Barga: An Ancient Thunder

Last night an ancient thunder banged and rumbled over the hills of Barga. An intimidating, bullying tempest, it whipped the heavens and the chestnut glades like a mediaeval landowner reminding his subjects of their vassalage. By dawn the overlord had quieted and withdrawn to observe an uneasy peace. Throughout the day, the sky has been heavy with threat; strange perfumes have arisen on the humid air; scents of rich earth and floral decay ; fecund seductions of early summer.
High above the tortuous valleys of the rivers Corsonna, Ania and Loppora, whose impatient streams contribute to the ultimate tide of the Serchio river, a falcon glides. In this season the old urge to kill is subdued as he mews to his mate across the menacing sky. She, unseen, quarters a neighbouring valley, observing, through eyes of marvellous acuity, the flick of a golden-backed lizard, heedless of its enamelled beauty.

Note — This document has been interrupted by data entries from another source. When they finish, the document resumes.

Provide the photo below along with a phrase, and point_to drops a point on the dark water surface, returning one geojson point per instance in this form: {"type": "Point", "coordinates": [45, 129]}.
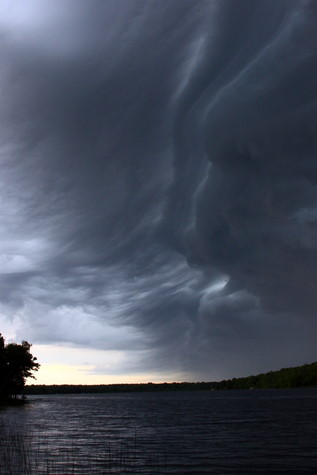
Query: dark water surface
{"type": "Point", "coordinates": [260, 431]}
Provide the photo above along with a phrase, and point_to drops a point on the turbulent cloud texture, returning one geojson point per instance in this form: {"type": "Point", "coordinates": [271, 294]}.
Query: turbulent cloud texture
{"type": "Point", "coordinates": [158, 186]}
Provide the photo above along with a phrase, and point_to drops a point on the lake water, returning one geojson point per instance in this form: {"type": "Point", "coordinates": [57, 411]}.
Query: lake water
{"type": "Point", "coordinates": [216, 432]}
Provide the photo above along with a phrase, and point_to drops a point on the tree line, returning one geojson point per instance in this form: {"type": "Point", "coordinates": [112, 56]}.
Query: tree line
{"type": "Point", "coordinates": [16, 365]}
{"type": "Point", "coordinates": [295, 377]}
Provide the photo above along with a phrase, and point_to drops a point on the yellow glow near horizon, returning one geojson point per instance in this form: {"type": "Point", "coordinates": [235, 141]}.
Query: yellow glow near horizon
{"type": "Point", "coordinates": [68, 365]}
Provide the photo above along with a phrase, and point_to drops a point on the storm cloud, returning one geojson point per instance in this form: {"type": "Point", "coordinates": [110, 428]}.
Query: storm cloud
{"type": "Point", "coordinates": [158, 186]}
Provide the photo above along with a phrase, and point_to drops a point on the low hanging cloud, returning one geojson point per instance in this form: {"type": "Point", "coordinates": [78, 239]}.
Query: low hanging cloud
{"type": "Point", "coordinates": [158, 181]}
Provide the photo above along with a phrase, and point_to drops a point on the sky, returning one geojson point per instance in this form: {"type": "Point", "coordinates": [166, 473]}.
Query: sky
{"type": "Point", "coordinates": [158, 187]}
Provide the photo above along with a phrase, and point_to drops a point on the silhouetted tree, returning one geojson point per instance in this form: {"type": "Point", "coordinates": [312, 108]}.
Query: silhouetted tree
{"type": "Point", "coordinates": [16, 365]}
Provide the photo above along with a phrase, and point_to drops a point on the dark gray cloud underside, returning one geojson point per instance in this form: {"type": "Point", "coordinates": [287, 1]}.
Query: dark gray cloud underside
{"type": "Point", "coordinates": [159, 163]}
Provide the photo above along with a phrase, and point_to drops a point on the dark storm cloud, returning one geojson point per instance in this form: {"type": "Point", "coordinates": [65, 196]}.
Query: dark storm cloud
{"type": "Point", "coordinates": [158, 188]}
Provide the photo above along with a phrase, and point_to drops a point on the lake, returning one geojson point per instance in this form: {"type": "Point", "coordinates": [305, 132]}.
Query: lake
{"type": "Point", "coordinates": [220, 432]}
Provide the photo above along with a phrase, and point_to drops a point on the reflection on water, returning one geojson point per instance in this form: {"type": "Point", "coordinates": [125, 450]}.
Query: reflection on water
{"type": "Point", "coordinates": [269, 431]}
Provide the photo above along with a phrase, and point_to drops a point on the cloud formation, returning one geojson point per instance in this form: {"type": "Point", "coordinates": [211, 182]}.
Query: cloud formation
{"type": "Point", "coordinates": [158, 181]}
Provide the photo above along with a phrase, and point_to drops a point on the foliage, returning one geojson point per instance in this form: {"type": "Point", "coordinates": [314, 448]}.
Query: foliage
{"type": "Point", "coordinates": [299, 376]}
{"type": "Point", "coordinates": [16, 365]}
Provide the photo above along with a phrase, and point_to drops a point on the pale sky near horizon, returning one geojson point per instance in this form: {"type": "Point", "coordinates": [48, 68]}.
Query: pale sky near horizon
{"type": "Point", "coordinates": [158, 187]}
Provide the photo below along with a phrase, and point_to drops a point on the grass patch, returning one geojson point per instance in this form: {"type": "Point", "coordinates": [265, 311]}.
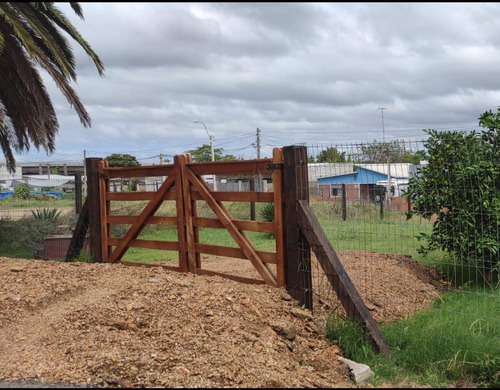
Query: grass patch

These falcons, like the storms whose tides they ride, roam the mauve slopes with feudal arrogance as did the old lords of Tuscany. Nothing alters them, although revolution and democracy have broken the grip of the seigneurs and have allowed the incursion of peasant and merchant into the blood-stained precincts of the walled town.
The eminence of Barga, topped by its time-abraded cathedral, demands attention. It is, in truth, an ancient castle whose wall is pierced by three gates - Porta Reale, Maggiore and Macchiaia. Its lords, in return for obedience and loyalty, protected its citizens from the greed of neighbouring towns, similarly walled. The mercenary armies of nearby Pisa and Lucca laid siege with numbing regularity in the 13th and 14th centuries and, for paying court to the dukes of Florence, Bargans were again attacked by the viscounts of Milan in their petty wars against the Florentine state in 1436-7.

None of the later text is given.